Thus, active citizenship draws together ideas of participation, rights-based development, and recognition of the importance of good governance and the role of the state in responding to and supporting development programmes and interventions. It emphasises and seeks ways for citizens, especially poor and marginalised groups, to exercise their rights and engage with state and other agencies in doing development. Participation leads to active citizenship when communities begin to organise themselves out of the traditional ‘development project’ and look to influence local, national, or international policies or decision making. Active citizenship may be more effective at the local level where citizens make claims on ‘duty bearers’ as ‘rights holders’. Importantly, active citizenship, like participatory development, is a collective process implying citizens acting as part of a political community with human rights and political rights in relation to the state.
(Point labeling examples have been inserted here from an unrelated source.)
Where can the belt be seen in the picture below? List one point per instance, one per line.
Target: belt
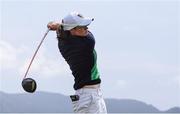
(92, 86)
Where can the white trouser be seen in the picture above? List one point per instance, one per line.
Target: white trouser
(90, 101)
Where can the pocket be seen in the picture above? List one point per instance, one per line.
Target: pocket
(84, 102)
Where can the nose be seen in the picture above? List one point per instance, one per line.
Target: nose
(85, 27)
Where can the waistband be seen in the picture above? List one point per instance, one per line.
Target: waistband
(96, 86)
(89, 89)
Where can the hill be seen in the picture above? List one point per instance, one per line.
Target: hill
(43, 102)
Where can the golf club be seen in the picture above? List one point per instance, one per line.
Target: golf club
(29, 84)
This issue introduces the challenges in achieving active citizenship but also some of the benefits that success can bring in improving the lives of the poor. Three broad areas are explored using various case studies and reviews of innovative NGO practice:
· giving poor communities a real voice in shaping their development priorities
· monitoring the effective delivery of public services and development projects at the grassroots level
· enhancing local participation in government processes, beyond just taking part in elections.

Active citizenship in theory and practice has implications in both developing and developed countries. This issue of Development in Practice on active citizenship and social accountability therefore includes case studies from both poorer and wealthier countries, including Asia, the Pacific, and Australia.

Overview
This issue contains eight papers that consider various aspects of active citizenship and social accountability. The papers can be broken into three broad sections. The first section contains three articles (Cox, George, and Malik) that discuss and develop the concept of active citizenship. They do this by situating the discussion in three geographical locations and political settings. The second section (with articles by Schultz et al., Roche, and Walker) provides case studies of the experience of three international NGOs of active citizenship and social accountability. The two articles (Matthews and Missingham, and Clarke) in section three present a cautionary tale of the difficulties of achieving active citizenship. One is based one experience in a developed country, while the second reflects on experiences in a developing country.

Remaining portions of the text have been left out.